It is difficult to underestimate Johann Friedrich Blumenbach's influence on the life sciences at the turn of the nineteenth century. Nonetheless, much of his work remains untranslated from German into English. I have thus embarked on translating some of Blumenbach's works, especially those that I have found to be significant for the development of biology.
Another Humanities Fellow, Claire Sabel, and I have recently completed a translation of his essay, "Über eine ungemein einfache Fortpflanzungsart," which was published in the Göttingischen Magazins der Wissenschaften und Litteratur in 1781. I rencently gave a talk on this essay and argued that the organism that Blumenbach investigates, the Conferva fontinalis, could be considered a proto-model organism (see details in the footer). This material will serve as the basis for an article that develops the argument and related material more fully.
I have also begun to translate the first version of Blumenbach's famous Bildungstrieb essay from 1780. This essay is remarkable for being a (if not the) turning point in the eighteenth-century epigenesis vs. preformation debate.
Finally, I also have working versions of each of the Prefaces to the twelve editions of the Handbuch der Naturgeschichte, one of most successful works of natural history in its time.
This translation work would not be possible without the excellent Blumenbach bibliography compiled by Claudia Kroke et al.
"Poetic Botany" signifies a movement in the late eighteenth century wherein botany became the subject matter of poetry.

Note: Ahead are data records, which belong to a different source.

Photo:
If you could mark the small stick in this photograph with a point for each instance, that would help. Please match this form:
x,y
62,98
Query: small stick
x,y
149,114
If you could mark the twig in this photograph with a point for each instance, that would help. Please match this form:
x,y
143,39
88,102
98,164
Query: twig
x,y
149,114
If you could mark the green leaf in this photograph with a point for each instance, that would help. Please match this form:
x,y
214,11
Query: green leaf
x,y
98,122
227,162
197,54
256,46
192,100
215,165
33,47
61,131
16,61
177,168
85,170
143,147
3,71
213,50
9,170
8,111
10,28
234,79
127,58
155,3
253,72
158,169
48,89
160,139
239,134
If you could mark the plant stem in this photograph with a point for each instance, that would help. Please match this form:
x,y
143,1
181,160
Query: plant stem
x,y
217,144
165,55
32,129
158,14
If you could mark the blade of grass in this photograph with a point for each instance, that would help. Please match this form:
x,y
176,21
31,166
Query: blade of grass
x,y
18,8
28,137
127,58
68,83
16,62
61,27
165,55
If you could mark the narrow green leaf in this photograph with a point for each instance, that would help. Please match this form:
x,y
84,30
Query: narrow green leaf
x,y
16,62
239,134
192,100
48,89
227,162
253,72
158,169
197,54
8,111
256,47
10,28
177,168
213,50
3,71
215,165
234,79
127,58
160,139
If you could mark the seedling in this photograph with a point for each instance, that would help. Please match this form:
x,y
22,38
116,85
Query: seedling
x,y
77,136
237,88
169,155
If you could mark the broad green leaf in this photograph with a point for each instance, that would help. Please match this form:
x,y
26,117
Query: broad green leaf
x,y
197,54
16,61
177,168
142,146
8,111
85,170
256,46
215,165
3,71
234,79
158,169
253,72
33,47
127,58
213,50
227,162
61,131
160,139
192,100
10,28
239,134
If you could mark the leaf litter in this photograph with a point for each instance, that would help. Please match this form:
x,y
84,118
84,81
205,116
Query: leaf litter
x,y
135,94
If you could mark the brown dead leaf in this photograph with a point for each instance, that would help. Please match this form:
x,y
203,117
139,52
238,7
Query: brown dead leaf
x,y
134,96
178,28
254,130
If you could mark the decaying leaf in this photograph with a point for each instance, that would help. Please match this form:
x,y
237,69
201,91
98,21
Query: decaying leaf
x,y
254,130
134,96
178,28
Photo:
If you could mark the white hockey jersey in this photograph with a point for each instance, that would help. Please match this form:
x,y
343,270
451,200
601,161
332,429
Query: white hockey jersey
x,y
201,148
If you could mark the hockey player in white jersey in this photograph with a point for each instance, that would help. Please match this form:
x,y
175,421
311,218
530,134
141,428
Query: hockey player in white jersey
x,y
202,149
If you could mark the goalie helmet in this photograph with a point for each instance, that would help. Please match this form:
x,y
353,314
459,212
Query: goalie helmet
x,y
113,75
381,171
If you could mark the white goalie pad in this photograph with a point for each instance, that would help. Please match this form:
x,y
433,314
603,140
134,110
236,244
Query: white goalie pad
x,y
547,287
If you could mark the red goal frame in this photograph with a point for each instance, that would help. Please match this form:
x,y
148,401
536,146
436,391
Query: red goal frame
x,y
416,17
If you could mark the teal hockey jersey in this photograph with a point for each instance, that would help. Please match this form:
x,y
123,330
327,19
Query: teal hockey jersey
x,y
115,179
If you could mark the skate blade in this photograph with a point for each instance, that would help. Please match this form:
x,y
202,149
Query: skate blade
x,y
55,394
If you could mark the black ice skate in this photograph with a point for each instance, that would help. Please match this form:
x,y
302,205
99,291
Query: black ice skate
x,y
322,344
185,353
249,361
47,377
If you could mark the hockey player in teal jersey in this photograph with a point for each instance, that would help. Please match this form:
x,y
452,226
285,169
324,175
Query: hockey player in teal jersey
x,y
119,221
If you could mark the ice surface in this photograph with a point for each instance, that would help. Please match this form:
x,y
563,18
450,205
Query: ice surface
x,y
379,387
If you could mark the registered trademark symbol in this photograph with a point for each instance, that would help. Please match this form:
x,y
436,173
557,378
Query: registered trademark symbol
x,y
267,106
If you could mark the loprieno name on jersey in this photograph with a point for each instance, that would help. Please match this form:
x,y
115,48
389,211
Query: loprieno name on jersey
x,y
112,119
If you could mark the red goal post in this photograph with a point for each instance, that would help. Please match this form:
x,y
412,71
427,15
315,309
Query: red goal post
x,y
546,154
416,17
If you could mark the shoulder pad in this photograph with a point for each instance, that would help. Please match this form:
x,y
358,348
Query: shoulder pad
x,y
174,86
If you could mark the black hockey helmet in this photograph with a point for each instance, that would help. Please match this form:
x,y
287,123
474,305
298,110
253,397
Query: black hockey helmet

The originator and eminent represenative of this movement was Erasmus Darwin (grandfather of Charles), who published The Botanic Garden, A Poem in 1791.
Darwin's magnificent work serves as an entry point for the study of several related questions, including the development of botany, industrialization, empire, gender, politics, the relationship between art and science, and more.
With the support of my Mellon Fellowship, the research I am conducting on poetic botany will guide the creation of a digital exhibition that connects the historical issues surrounding this movement with the contemporary resources of The New York Botanical Garden.